Lowell’s team alerted the hospital that Josefczyk would need catheterization to open blood flow to the heart. Timely transportation limits the amount of muscle degradation in the heart, Lowell said, and ambulance drivers had to weave through gameday congestion to ensure that timely care.

“Time is muscle,” Lowell said.

Josefczyk, who was out during his ambulance ride, awoke to find his care team at the hospital. One of his physicians was Dr. Michelle Feeney, an emergency medicine resident and, coincidentally, a 2020 Ohio State graduate.

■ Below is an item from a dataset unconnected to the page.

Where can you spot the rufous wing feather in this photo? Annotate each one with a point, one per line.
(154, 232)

When physicians saw his Buckeye shirt underneath his work attire, Feeney showed Josefczyk her “Block O” pin, he said.

“I had an Ohio State shirt on, and I was laying there and I’m like, ‘God, I’m gonna die here with this shirt on,’” he said. “But she leaned down and said, ‘I got your back.’”

Cardiologists found there was a 90% blockage in Josefczyk’s right coronary artery, he said. Under the care of cardiologists Drs. Michael Grossman and Rayan Rachwan, a catheter was threaded from his wrist to the artery to clear the blockage and place two stents to keep the vessel open.

“The immediate recognition of a medical emergency at The Big House and rapid transport to the emergency department allowed us to expedite care and get the blocked vessel open quickly,” Grossman said.

Josefczyk said he felt calm throughout the process due to the decisiveness and confidence of his whole care team, from the cops he first alerted to Lowell’s emergency responders to Grossman’s cardiologists.

“They knew exactly what was wrong with me and what they had to do and how quickly they had to do it,” Josefczyk said.

Four days later, Josefczyk left the hospital to return home to Ohio. He’s focused on his nutrition the last few weeks, such as cutting out the fast food he would eat while driving back from a photo assignment.

He also feels the love of hundreds of family members and friends on social media and over the phone. Some even are following his lead on improving their own health, he said.

“It’s been cool seeing this have an impact on people,” he said.

Some people have asked him if this experience changes his perspective on Michigan football. He shrugs at the question, as his job as a photographer is to detach himself from the fandom aspect of sports.

However, Joseczyk will always be thankful to the staff at Michigan Medicine.

“They knew what to do, followed all their protocol and got me back home,” he said.